Hello and great to meet you everybody,
I have been trying to write a custom implementation for DenseNet by adding a few layers after the final Dense Block. As suggested by Andrej Karpathy, I am trying to test the changes by overfitting the network on a small number of training examples (32 images).

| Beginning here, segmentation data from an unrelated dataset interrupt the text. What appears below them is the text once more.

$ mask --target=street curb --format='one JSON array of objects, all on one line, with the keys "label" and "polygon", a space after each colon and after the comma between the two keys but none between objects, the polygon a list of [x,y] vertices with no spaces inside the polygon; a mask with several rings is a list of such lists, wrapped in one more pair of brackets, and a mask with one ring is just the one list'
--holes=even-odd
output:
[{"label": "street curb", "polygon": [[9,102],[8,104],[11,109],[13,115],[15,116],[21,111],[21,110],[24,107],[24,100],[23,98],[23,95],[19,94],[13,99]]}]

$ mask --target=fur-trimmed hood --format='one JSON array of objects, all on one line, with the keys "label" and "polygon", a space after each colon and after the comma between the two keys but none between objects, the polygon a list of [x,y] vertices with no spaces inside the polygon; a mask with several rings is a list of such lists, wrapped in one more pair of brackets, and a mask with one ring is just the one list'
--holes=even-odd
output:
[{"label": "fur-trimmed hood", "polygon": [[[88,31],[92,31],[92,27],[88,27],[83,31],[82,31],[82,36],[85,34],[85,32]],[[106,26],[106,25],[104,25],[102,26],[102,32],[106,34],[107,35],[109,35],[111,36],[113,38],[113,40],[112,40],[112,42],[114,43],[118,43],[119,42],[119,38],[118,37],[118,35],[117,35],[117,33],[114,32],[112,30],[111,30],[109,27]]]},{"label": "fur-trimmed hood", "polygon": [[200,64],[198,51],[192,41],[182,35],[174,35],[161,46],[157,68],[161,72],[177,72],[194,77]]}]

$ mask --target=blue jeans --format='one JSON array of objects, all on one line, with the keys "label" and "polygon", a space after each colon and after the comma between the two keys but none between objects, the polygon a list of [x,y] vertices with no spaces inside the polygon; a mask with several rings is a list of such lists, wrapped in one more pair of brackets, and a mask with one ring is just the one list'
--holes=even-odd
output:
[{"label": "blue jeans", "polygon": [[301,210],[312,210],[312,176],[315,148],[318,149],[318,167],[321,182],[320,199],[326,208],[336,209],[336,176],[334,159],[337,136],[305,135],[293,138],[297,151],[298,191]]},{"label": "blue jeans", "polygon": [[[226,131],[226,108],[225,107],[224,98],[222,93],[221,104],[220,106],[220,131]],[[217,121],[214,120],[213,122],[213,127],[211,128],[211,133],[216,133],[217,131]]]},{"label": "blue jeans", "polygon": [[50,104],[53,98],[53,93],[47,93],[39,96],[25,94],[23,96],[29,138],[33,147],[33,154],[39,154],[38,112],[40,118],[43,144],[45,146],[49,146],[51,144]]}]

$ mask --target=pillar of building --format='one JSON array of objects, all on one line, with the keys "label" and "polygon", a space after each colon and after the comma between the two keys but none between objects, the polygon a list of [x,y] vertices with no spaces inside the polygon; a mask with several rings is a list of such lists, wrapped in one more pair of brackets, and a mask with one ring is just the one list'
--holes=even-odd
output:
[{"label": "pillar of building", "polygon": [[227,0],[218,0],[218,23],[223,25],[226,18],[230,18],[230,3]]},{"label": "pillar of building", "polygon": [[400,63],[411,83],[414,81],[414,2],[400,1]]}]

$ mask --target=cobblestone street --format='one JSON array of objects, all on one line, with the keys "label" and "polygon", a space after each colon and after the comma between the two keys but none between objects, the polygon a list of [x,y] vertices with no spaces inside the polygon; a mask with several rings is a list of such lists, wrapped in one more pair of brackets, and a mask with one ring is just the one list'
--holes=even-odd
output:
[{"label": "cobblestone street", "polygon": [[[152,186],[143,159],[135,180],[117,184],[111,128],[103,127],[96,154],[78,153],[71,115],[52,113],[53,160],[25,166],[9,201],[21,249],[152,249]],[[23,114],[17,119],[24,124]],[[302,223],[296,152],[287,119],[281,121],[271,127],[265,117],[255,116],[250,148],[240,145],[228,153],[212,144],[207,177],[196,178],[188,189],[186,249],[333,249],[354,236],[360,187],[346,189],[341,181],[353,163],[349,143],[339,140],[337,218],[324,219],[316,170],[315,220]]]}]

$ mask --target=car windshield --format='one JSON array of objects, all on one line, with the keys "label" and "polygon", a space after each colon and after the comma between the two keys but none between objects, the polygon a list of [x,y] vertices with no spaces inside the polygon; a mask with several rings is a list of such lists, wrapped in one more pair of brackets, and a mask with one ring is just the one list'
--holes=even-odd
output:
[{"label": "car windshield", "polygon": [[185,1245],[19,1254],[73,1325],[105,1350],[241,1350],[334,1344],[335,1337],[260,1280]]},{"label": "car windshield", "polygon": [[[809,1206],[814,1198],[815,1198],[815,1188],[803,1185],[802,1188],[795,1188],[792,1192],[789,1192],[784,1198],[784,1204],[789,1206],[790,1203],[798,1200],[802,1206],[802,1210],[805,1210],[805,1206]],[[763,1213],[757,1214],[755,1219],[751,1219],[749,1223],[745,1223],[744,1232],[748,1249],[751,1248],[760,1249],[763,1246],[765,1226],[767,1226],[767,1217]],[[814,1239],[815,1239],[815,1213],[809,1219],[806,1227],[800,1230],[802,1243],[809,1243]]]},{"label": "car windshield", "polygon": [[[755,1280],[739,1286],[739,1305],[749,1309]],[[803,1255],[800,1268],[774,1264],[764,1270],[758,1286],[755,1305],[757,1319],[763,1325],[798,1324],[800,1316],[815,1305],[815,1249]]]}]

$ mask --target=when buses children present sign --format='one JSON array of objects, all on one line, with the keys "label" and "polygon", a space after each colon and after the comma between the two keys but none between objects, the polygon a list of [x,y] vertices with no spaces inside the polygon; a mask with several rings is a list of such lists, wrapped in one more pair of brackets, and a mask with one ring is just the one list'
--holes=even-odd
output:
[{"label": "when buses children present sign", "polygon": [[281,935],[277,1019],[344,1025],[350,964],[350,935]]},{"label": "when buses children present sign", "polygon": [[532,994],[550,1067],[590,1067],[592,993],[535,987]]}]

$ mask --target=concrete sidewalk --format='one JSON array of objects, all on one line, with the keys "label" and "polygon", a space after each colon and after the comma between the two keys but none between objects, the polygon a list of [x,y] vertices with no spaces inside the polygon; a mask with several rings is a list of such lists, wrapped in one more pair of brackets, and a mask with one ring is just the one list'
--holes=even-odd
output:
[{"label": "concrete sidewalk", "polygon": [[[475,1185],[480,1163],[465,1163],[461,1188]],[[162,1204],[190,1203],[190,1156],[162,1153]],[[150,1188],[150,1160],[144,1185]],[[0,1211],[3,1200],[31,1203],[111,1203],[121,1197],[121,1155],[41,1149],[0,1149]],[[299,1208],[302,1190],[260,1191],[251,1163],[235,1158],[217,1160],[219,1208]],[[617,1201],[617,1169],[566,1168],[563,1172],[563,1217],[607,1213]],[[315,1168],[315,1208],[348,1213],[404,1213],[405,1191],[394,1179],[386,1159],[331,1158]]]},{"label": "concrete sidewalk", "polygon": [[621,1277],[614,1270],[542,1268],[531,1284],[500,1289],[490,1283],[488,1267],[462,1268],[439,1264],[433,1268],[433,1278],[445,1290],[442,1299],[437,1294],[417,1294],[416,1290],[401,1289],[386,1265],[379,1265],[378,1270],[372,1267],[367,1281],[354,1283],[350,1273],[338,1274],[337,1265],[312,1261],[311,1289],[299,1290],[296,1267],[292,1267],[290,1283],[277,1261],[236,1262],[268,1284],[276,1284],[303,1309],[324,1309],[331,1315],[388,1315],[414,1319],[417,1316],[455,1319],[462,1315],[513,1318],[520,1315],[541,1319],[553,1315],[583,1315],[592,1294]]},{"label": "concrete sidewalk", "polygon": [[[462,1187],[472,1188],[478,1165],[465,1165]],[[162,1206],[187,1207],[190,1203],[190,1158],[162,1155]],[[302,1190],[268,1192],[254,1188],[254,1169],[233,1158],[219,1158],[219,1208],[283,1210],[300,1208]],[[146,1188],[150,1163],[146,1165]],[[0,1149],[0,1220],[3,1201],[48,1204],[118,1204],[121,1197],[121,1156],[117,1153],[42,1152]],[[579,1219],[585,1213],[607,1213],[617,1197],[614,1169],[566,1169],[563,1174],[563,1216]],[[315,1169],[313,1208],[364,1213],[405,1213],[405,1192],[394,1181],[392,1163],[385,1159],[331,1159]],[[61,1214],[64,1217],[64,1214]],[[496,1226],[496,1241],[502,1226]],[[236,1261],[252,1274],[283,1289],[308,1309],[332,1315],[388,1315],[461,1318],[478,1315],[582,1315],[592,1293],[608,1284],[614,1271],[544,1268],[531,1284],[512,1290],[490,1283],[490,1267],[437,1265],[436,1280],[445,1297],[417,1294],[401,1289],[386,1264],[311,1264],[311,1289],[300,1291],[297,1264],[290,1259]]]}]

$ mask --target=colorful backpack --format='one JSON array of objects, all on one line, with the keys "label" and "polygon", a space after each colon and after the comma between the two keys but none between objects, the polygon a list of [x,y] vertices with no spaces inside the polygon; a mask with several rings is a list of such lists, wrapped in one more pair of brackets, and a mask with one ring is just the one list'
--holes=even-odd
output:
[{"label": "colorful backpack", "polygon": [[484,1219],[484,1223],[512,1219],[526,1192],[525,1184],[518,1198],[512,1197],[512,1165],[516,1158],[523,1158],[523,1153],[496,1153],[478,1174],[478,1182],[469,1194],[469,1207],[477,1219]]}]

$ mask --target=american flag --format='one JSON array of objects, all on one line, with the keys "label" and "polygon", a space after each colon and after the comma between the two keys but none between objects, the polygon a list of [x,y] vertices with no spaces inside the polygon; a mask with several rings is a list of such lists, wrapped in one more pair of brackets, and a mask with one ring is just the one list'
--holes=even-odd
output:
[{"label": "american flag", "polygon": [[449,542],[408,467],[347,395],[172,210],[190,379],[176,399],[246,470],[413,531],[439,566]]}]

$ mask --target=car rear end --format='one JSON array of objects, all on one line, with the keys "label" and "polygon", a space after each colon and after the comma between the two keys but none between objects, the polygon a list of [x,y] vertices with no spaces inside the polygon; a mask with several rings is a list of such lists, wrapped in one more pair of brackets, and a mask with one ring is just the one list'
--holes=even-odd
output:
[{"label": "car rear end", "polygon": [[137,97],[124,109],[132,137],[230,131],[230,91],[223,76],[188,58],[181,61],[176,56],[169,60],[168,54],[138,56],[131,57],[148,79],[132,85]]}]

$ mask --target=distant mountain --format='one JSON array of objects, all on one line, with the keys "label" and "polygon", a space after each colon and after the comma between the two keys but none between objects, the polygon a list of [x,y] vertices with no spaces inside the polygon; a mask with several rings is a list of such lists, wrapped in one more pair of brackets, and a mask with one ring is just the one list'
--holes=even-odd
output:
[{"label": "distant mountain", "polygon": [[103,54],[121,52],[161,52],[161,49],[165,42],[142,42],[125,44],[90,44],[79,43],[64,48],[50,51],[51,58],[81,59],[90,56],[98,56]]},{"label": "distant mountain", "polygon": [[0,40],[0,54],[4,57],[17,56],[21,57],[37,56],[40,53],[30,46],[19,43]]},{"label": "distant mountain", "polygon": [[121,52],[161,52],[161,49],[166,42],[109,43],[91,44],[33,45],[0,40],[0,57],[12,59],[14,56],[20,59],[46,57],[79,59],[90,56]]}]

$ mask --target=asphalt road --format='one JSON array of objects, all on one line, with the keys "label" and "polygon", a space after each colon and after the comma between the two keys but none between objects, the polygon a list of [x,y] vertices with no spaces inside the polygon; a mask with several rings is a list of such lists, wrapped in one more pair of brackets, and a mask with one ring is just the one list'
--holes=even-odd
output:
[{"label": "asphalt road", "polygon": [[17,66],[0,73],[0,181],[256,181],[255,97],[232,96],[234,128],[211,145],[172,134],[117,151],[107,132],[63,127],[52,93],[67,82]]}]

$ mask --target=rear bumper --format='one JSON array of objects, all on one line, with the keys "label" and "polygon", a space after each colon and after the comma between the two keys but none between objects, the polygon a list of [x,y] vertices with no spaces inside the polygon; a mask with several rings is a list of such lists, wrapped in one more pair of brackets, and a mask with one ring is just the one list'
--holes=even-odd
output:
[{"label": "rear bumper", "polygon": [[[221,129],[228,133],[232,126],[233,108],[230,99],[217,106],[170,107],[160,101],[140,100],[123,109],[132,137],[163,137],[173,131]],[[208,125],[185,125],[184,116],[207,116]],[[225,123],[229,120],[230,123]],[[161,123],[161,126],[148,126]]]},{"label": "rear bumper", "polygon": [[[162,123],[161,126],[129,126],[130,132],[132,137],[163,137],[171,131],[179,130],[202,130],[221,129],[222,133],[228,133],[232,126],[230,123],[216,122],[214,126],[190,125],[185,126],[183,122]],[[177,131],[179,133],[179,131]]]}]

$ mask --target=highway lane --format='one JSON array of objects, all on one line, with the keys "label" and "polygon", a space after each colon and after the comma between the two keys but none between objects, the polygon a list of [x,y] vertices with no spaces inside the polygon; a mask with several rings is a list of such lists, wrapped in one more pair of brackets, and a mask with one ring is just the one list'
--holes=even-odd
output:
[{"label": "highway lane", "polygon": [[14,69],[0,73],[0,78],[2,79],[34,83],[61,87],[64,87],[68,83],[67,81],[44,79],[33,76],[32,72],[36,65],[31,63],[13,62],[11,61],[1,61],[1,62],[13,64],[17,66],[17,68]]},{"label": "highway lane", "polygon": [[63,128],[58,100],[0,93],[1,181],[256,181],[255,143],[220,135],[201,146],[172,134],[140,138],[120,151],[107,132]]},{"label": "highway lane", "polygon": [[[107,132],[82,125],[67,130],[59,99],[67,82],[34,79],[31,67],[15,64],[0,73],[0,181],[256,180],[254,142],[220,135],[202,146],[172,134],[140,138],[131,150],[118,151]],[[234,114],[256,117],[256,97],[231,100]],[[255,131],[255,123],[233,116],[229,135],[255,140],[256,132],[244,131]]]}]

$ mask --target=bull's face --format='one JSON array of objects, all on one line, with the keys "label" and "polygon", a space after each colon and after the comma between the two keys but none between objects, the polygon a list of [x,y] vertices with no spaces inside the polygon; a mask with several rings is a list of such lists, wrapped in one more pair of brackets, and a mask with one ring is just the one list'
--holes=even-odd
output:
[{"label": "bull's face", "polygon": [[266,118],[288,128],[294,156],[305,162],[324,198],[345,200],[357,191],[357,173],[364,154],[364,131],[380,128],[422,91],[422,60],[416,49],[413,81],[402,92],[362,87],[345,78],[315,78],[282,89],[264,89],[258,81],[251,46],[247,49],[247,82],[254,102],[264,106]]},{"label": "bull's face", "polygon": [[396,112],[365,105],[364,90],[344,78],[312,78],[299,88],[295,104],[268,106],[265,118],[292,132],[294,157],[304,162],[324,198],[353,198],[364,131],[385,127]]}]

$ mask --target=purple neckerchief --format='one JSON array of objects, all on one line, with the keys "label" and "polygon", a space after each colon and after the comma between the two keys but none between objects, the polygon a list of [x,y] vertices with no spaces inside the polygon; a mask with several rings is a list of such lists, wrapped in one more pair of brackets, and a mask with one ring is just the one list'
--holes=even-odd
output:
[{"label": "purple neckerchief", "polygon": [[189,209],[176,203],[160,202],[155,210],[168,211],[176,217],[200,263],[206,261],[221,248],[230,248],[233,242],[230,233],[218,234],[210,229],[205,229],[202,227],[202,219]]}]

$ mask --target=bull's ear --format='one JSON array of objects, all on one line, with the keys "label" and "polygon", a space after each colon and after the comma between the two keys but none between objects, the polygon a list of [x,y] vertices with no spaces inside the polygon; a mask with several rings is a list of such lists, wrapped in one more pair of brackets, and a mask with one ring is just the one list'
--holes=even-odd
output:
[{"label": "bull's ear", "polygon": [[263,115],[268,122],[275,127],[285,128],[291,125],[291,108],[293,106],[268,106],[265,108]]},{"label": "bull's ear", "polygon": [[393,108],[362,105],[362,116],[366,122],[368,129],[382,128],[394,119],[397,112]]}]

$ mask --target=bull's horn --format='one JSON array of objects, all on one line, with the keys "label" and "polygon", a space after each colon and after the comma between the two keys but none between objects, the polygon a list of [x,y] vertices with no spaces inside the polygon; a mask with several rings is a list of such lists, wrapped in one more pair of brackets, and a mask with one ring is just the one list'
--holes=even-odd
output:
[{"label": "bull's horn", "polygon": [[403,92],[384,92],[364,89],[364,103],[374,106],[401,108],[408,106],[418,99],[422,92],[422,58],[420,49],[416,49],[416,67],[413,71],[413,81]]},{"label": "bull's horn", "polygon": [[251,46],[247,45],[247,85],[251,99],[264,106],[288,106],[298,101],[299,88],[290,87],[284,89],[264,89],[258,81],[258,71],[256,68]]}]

Whilst doing this I came across a strange behaviour: if I include 2 nn.BatchNorm1d layers in the top of my network it becomes much harder to overfit on the 32 pictures.
The code for the network:
class BatchNormTest(nn.Module):
def __init__(self, top_dense_features=512, top_drop_rate=0, num_classes=1000):
super().__init__()
# Top
joined_num_features = 2352
self.top = nn.Sequential(OrderedDict([
('top_dense0', nn.Linear(joined_num_features, top_dense_features)),
('top_norm0', nn.BatchNorm1d(top_dense_features)),
('top_relu0', nn.ReLU(inplace=True)),
('top_dropout0', nn.Dropout(p=top_drop_rate, inplace=True)),
('top_dense1', nn.Linear(top_dense_features, top_dense_features)),
('top_norm1', nn.BatchNorm1d(top_dense_features)),
('top_relu1', nn.ReLU(inplace=True)),
('top_dropout1', nn.Dropout(p=top_drop_rate, inplace=True)),
('top_output', nn.Linear(top_dense_features, num_classes)),
]))
def forward(self, x):
x = x.view(x.shape[0], -1)
x_out = self.top(x)
return x_out
Training code:
model = BatchNormTest(data.c)
learn = Learner(data, model, wd=0)
learn.fit(50, lr=1e-2)
My results:
- without nn.BatchNorm1d for 50 epochs: train loss 0.683759
- with nn.BatchNorm1d for 50 epochs: train loss 3.11638
Is this behavior expected from nn.BatchNorm1d?